Jane Prescott is taking a break from her duties as lady’s maid for a week, and plans to begin it with attending the hottest and most scandalous show in town: the opening of an art exhibition, showcasing the cubists, that is shocking New York City.
1913 is also the fiftieth anniversary of Lincoln’s Emancipation Proclamation speech, and the city's great and good are determined to celebrate in style. Dolly Rutherford, heiress to the glamorous Rutherford’s department store empire, has gathered her coterie of society ladies to put on a play—with Jane’s employer Louise Tyler in the starring role as Lincoln himself. Jane is torn between helping the ladies with their costumes and enjoying her holiday. But fate decides she will do neither, when a woman is found murdered outside Jane’s childhood home—a refuge for women run by her uncle.
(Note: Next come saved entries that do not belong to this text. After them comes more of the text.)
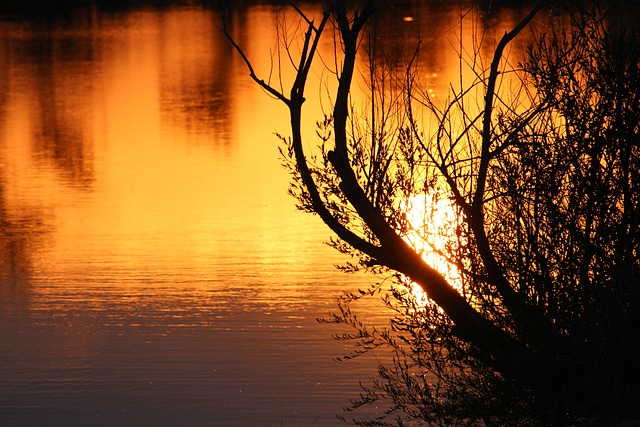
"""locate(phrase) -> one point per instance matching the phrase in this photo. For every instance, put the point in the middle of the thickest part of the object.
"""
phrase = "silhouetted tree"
(533, 316)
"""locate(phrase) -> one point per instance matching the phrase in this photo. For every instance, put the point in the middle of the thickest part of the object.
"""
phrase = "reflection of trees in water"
(53, 68)
(22, 231)
(195, 76)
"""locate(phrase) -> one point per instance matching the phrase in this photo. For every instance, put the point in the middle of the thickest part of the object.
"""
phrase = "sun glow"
(432, 230)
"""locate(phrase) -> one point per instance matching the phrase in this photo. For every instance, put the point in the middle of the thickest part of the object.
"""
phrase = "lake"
(153, 269)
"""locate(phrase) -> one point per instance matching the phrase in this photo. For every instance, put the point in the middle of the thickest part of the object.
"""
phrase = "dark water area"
(153, 270)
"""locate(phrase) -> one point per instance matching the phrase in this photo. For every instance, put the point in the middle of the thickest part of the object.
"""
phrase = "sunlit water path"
(153, 270)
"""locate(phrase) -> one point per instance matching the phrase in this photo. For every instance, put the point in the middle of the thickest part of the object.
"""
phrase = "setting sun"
(432, 224)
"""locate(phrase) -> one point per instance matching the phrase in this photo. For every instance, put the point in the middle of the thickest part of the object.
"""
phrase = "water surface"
(153, 270)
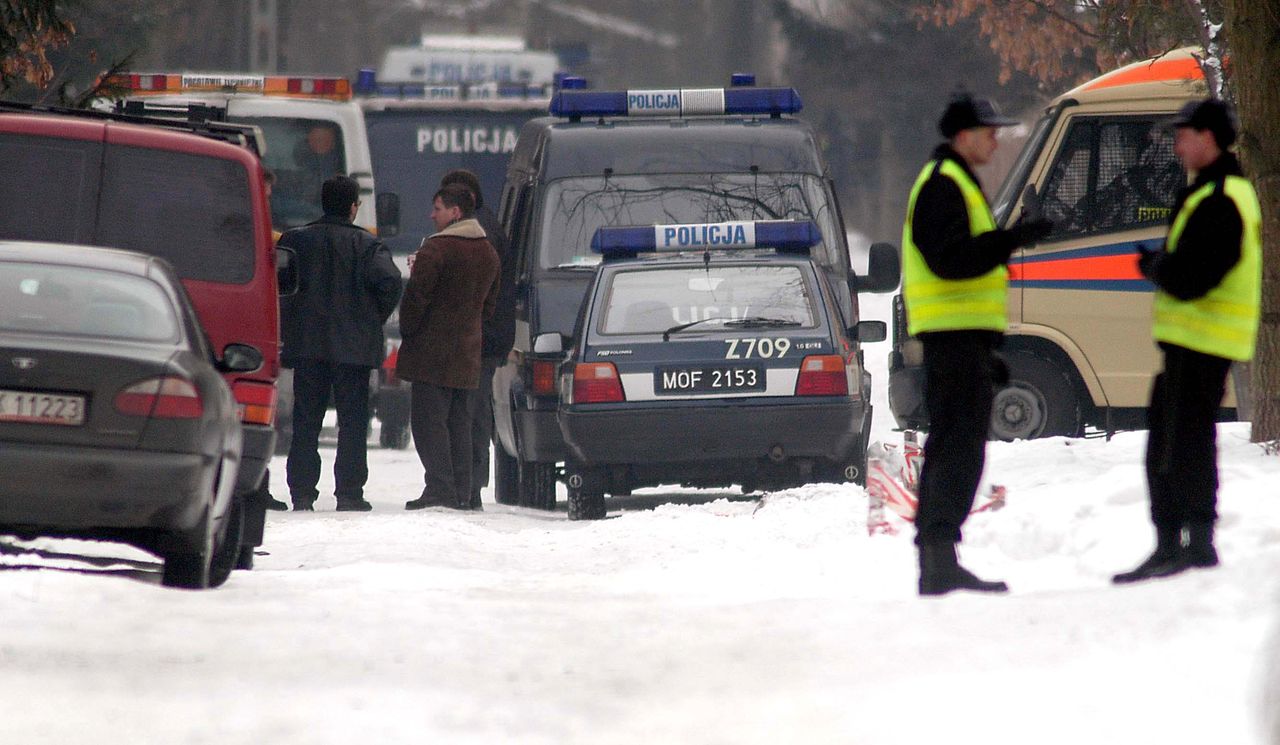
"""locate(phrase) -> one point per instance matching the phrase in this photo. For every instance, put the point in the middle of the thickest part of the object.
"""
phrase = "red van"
(187, 191)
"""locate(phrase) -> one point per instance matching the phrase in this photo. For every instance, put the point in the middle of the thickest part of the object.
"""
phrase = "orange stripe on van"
(1169, 69)
(1123, 266)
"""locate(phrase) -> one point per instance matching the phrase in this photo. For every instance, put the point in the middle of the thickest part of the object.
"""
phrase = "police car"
(722, 357)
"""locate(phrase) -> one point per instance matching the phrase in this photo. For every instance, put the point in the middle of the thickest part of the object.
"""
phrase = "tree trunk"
(1253, 36)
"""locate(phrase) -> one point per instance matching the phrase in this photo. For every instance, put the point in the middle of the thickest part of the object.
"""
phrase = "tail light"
(169, 397)
(256, 402)
(822, 375)
(543, 376)
(597, 383)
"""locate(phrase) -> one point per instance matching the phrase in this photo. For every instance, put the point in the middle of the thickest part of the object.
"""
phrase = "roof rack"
(195, 118)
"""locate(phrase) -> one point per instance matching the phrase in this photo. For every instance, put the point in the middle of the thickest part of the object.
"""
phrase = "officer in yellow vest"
(955, 286)
(1208, 288)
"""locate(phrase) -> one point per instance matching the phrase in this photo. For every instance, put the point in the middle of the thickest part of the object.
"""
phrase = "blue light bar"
(781, 234)
(675, 103)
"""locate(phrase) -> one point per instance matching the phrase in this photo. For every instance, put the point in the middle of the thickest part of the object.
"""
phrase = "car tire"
(188, 567)
(394, 438)
(538, 485)
(227, 548)
(506, 475)
(584, 504)
(1038, 401)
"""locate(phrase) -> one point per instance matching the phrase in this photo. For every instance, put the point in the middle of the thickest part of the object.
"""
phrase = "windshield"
(302, 154)
(653, 301)
(77, 300)
(1009, 191)
(575, 208)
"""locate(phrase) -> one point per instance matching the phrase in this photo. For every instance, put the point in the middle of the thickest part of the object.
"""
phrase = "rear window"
(302, 154)
(654, 300)
(190, 209)
(49, 190)
(73, 300)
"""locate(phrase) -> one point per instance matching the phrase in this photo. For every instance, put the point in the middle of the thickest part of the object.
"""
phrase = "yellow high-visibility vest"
(1225, 320)
(946, 305)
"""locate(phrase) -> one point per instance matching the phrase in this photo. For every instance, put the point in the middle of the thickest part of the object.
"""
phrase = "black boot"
(1165, 561)
(1200, 552)
(941, 572)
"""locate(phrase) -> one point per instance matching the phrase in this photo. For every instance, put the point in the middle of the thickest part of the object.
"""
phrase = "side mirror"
(548, 344)
(240, 359)
(883, 270)
(387, 205)
(286, 272)
(1032, 205)
(867, 332)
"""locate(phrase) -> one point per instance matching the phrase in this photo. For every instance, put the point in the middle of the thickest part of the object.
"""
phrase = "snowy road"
(713, 621)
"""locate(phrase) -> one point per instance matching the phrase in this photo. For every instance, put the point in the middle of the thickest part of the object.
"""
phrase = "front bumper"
(59, 488)
(826, 429)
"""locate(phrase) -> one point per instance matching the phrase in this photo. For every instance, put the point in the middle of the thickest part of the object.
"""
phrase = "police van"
(635, 158)
(713, 365)
(417, 132)
(1100, 163)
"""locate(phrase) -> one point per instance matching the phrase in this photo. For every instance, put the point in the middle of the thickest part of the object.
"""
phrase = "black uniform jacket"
(1210, 245)
(347, 288)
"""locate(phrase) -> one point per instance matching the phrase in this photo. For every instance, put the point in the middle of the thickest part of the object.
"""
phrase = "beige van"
(1079, 348)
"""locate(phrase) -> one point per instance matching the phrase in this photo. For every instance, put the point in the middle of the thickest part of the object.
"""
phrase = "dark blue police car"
(721, 359)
Deeply troubled as her uncle falls under suspicion and haunted by memories of a woman she once knew, Jane—with the help of old friends and new acquaintances, reporter Michael Behan and music hall pianist Leo Hirschfeld—is determined to discover who is making death into their own twisted art form.
PUBLISHERS WEEKLY
Set in 1913 Manhattan, Fredericks's engrossing third mystery featuring lady's maid Jane Prescott (after 2019's Death of a New American) focuses on the plight of prostitutes. The Rev. Tewin Prescott, Jane's socially progressive uncle, runs a refuge for former prostitutes on the Lower East Side. When a young woman who lives at the refuge is found murdered in an alley with one of her stockings missing, the protestors who continually harass the residents are quick to accuse Tewin of the murder, and the police are listening. But when a second woman, a department store employee and a former resident of Tewin's halfway house, is murdered and another trophy taken, Jane sees a connection to a similar assault that happened near the refuge years earlier. Jane sets out to locate the woman who survived that assault and perhaps find a killer. No matter that the rich historical detail overshadows the crime solving. Fredericks's portrait of the social disparities of early 20th century New York and of the appealing Jane make this a winner.